Friday 23 March 2018

Lone parents 'are less effective'

Fathers must contribute more to family life, a former advisor to Nick Clegg has said
Fathers must contribute more to family life, a former advisor to Nick Clegg has said

Lone parents are "less effective" at raising children than their married counterparts, a former adviser to Nick Clegg claimed as he called for men to contribute more to family life.

Richard Reeves, the deputy prime minister's former director of strategy, claimed that while fathers have "greatly increased" their contribution to childrearing and housework "women continue to get the sharp end of the stick".

He called for breadwinning and childrearing to be shared equally to help improve modern family life and warned it would take more legal equality of rights and greater childcare to help that happen.

A transformation would help single mothers currently struggling to raise their children and ease the problem lower and middle-income families have giving their youngsters enough attention in the face of demanding work, he said.

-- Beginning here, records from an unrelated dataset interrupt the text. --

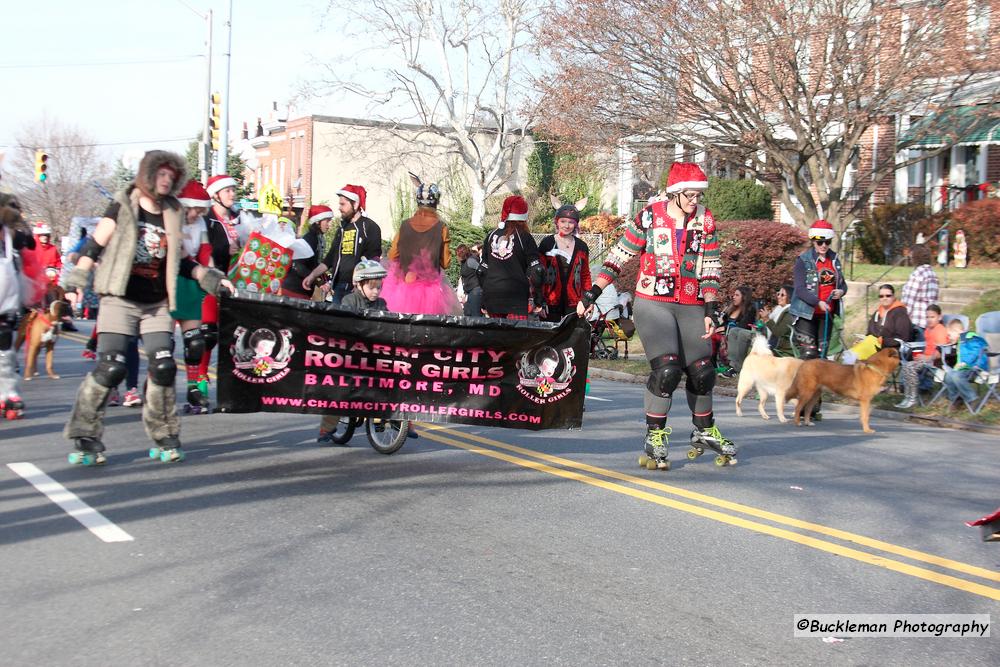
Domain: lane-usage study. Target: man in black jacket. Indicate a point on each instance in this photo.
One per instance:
(359, 237)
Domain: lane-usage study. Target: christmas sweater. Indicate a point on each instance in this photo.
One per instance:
(679, 262)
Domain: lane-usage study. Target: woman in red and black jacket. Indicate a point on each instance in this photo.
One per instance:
(566, 260)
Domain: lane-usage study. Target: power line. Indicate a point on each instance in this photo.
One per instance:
(102, 63)
(109, 143)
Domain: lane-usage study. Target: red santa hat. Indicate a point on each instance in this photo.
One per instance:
(194, 195)
(355, 193)
(514, 208)
(220, 182)
(685, 176)
(319, 212)
(821, 229)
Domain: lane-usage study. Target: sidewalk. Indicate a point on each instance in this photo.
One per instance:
(828, 406)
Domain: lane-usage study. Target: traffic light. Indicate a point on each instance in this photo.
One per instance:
(215, 120)
(41, 166)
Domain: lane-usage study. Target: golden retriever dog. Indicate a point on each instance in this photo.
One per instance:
(40, 328)
(860, 381)
(769, 375)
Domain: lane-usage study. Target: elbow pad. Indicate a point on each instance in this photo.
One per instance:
(92, 249)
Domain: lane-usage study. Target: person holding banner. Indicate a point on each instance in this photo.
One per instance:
(675, 309)
(137, 247)
(357, 238)
(511, 268)
(566, 259)
(420, 251)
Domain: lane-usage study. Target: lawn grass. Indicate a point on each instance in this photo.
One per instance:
(977, 277)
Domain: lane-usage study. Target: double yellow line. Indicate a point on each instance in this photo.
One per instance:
(83, 339)
(667, 496)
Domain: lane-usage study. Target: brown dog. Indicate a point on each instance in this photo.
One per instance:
(40, 328)
(860, 381)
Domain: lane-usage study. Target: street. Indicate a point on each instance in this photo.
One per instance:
(490, 546)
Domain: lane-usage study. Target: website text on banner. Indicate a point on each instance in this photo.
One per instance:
(289, 355)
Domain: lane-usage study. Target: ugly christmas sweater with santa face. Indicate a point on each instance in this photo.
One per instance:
(679, 261)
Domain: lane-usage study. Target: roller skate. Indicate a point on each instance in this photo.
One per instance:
(711, 437)
(654, 456)
(132, 398)
(12, 408)
(197, 401)
(167, 450)
(89, 452)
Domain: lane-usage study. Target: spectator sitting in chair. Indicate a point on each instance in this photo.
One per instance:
(971, 359)
(935, 336)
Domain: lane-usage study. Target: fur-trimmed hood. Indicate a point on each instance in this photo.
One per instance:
(146, 174)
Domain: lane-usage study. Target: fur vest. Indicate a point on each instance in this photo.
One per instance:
(115, 267)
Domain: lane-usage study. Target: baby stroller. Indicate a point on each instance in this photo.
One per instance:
(617, 329)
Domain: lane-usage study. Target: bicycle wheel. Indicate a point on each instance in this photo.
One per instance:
(387, 436)
(344, 430)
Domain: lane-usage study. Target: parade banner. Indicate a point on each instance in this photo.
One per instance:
(278, 354)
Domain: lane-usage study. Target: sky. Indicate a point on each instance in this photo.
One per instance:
(57, 63)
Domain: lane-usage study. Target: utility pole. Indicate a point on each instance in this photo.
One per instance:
(221, 157)
(204, 152)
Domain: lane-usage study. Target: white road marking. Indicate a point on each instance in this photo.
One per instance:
(91, 519)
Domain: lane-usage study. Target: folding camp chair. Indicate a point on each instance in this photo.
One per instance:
(988, 326)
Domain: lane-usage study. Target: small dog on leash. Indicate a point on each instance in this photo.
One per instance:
(40, 328)
(769, 375)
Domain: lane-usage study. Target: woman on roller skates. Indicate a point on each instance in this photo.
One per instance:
(138, 249)
(417, 258)
(675, 310)
(14, 236)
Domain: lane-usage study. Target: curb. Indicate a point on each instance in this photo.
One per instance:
(620, 376)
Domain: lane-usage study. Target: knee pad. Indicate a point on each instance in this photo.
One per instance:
(6, 335)
(665, 376)
(701, 377)
(110, 369)
(194, 346)
(162, 368)
(210, 331)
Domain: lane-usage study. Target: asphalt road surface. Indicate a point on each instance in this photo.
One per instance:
(486, 546)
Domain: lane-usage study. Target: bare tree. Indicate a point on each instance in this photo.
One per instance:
(786, 90)
(74, 166)
(453, 85)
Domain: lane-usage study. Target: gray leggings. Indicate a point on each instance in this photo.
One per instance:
(673, 328)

In a report, The Symmetrical Family, he wrote: "In itself, the rise in lone parenthood has consequences for the size of the benefit bill since they are, by definition, more likely to be reliant on welfare - and indeed on the housing market, given the increased number of homes required. So there are significant knock-on effects for policy.

"But the most important, and most uncomfortable, fact is that lone parents are, on average, less effective parents. That's a stark statement but it is also an unavoidable one for anybody who has glanced at the research literature."

Mr Reeves, who will deliver a speech on the issue at a 4Children event, said: "At every level of society, greater gender equality will underpin better family life. If, and it is a big if, men are up to it. We are half-way through a revolution in the interaction between gender roles and family life. We have to keep going, and see similar changes in men's lives to the ones we have seen for women. By 2043, if we are successful, the terms 'career man', 'working father' or 'stay-at-home Dad' will have lost their novelty.

"The quality of family life is a collective concern. Poorly-raised children are a problem for our collective future. Talent and money are poured down the drain. When a family fails, we all suffer, even if only indirectly."